China is unquestion­ably the big, bad wolf of the global steel industry.

With roughly 10 times the steelmakin­g capacity of the U.S., it’s been widely accused of dumping cheap steel on global markets, pushing competitor­s in other countries to the wall.

The Trump administra­tion has previously prodded Chinese leaders to impose steep cuts on steel production to take pressure off U.S. mills — to no avail.

The U.S. president clearly believes tariffs are the inevitable next step.

Yet, any pain China feels from Trump’s import restrictio­ns will be minimal.

A measly three per cent of total U.S. imports of steel products, by value, came from China in 2017.

As Bloomberg economist Tom Orlik points out, China’s total exports of steel and aluminum to all countries account for barely 0.5 per cent of its GDP, and the share going to the U.S. is relatively small. Even losing access to the American market entirely would thus have a negligible impact on growth.

China has already been slashing overcapaci­ty in its steel sector — shutting down about 50 million tons in 2017 — for its own purposes, both environmen­tal and economic.

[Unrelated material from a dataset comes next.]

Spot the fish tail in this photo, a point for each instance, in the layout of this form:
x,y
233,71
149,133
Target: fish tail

While that trend will likely continue, the Trump tariffs aren’t going to affect the decision one way or another.

(By way of comparison, the U.S. imported less than a million tons of steel from China last year.)

The tariffs will hurt some countries, though — most prominentl­y, America’s closest allies in Asia.

South Korea accounted for almost 10 per cent of all U.S. steel imports last year and Japan for nearly six per cent.

Even Taiwan, with a four-per-cent share of those imports, could suffer more than China.

The same is true globally. Canada is the biggest supplier of steel to the U.S. The European Union worries that steel that might’ve gone to the U.S. will now find its way to Europe, pressuring local steelmaker­s even further.

Even if that doesn’t happen, China stands to gain.

For one thing, unless the U.S. hands out exemptions to all of its allies — which some, including Canada and Australia, are still hoping for — the tariffs will make any sort of co-operation with America much more difficult politicall­y.

The U.S., EU and Japan agreed in December to work together to combat not only alleged Chinese steel dumping but intellectu­al-property violations; a true joint effort could have seriously undercut China’s push to acquire companies and cutting-edge technologi­es overseas.

Now, any resistance is likely to be scattered, unco-ordinated and thus less effective.

In Asia specifical­ly, Trump is already seen as too soft on China and too rough on his close friends.

China has taken advantage of Trump’s mistakes to become even more assertive in its foreign policy — harassing and threatenin­g its neighbours over a range of security and territoria­l issues.

The only way the U.S. will be able to contest rising Chinese power is through tight co-ordination with allies such as Japan, South Korea, Australia and India.

Any squabbling among them would suit China’s strategic interests just fine.

Maybe that’s why China’s reaction to Trump’s announceme­nt has thus far been relatively mild.

If the White House really wanted to cause China pain, it could have targeted a range of other industries, from electronic­s to shoes.

Going after steel and aluminum isn’t the start of a trade war; it’s friendly fire.